Tuesday, April 30, 2013

On bitcoin data spam, and evil data

What happens if somebody puts evil data in the blockchain?  What responses are available?

It is a truly awful situation, and difficult to address.

What happened?

The easiest way to explain what happened here is through analogy. Imagine if someone picked a penny stock on the NYSE and made a sequence of apparently pointless trades. Then they announced that the prices of their stock trades actually encoded links to some "evil" websites. You know, maybe $0.01 means "a" and $0.02 means "b", etc. Stock market tickers are public, lots of places archive that data, so now lots of people have "links to evil data". Except really they don't.

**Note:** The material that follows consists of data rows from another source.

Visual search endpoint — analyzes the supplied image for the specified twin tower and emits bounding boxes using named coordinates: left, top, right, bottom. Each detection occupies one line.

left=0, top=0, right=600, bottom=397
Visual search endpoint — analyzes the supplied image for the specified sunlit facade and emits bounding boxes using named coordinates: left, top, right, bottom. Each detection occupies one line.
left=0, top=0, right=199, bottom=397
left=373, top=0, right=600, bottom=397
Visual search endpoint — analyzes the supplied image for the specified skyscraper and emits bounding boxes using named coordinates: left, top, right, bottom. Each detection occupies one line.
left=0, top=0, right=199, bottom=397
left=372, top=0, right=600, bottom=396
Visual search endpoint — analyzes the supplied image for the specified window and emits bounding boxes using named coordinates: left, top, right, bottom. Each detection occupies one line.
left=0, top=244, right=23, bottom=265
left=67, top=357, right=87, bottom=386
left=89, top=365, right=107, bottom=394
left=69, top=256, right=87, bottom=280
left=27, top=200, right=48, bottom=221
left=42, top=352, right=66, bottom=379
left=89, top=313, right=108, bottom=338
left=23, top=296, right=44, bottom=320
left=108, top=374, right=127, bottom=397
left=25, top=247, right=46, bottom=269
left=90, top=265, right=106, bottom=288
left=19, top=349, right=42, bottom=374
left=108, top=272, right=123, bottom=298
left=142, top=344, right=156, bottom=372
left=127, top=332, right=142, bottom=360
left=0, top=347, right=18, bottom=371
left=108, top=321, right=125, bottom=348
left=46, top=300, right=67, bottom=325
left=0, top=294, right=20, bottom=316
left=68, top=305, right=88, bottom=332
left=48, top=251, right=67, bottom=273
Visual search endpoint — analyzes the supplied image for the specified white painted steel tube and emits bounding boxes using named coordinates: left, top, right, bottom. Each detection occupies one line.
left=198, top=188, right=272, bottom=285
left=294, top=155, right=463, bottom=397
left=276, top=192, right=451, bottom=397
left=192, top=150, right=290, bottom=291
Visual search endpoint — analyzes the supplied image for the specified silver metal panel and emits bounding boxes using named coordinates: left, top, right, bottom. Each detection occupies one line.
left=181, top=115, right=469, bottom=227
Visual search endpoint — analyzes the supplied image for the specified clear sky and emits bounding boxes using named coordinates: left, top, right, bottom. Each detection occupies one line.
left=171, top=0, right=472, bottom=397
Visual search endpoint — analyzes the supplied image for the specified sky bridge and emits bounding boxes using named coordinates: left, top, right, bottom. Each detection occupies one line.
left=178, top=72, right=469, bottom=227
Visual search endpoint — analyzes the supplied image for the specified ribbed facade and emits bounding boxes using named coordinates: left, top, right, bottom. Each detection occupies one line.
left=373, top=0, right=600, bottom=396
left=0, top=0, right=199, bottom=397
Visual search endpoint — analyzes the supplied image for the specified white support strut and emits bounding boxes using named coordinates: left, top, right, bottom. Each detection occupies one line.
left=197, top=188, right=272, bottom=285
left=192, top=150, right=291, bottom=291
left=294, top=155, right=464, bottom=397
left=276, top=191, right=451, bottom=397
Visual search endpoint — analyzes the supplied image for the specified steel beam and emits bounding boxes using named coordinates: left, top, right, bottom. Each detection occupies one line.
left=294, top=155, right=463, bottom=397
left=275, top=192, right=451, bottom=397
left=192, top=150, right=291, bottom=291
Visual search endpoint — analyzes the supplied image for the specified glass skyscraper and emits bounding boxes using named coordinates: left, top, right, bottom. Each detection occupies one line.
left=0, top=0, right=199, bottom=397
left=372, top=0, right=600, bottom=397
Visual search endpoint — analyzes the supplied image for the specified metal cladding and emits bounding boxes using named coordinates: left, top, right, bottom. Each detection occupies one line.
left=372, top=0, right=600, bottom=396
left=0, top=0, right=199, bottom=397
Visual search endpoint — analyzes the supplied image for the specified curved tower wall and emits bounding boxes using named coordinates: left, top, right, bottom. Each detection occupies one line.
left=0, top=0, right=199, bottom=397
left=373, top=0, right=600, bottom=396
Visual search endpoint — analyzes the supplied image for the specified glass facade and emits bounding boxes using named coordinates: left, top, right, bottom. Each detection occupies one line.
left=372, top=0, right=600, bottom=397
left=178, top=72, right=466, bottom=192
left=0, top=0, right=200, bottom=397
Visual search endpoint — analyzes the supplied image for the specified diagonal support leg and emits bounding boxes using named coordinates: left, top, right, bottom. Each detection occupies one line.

What they have is a list of stock trades. You'd need special software to turn that into some other kind of data.

This is what someone has done with Bitcoin. They sent a series of monetary transactions that did not actually represent real trades, and then announced that with a special program you could turn them back into some text. That text then contains links to, well, I don't actually know what because I haven't looked. But let's assume it's bad stuff.

What solutions are available?  Software update?

The answer is very complex, with implications that travel to the heart of bitcoin's value.

Sending bitcoins requires two pieces of data: a bitcoin address, and an amount (number of bitcoins).  There is no "comments field" or anything of that nature.  A bitcoin address is just a random 20-byte piece of data.  Normally those 20 bytes are derived from the RIPEMD160 and SHA256 algorithms, but a valid 20 bytes cannot be distinguished from an invalid 20 bytes.  Therefore, if you are willing to waste money -- albeit very small fractions like 0.00000001 bitcoins -- by sending that money to invalid bitcoin addresses, you essentially have created a channel for random data transmission.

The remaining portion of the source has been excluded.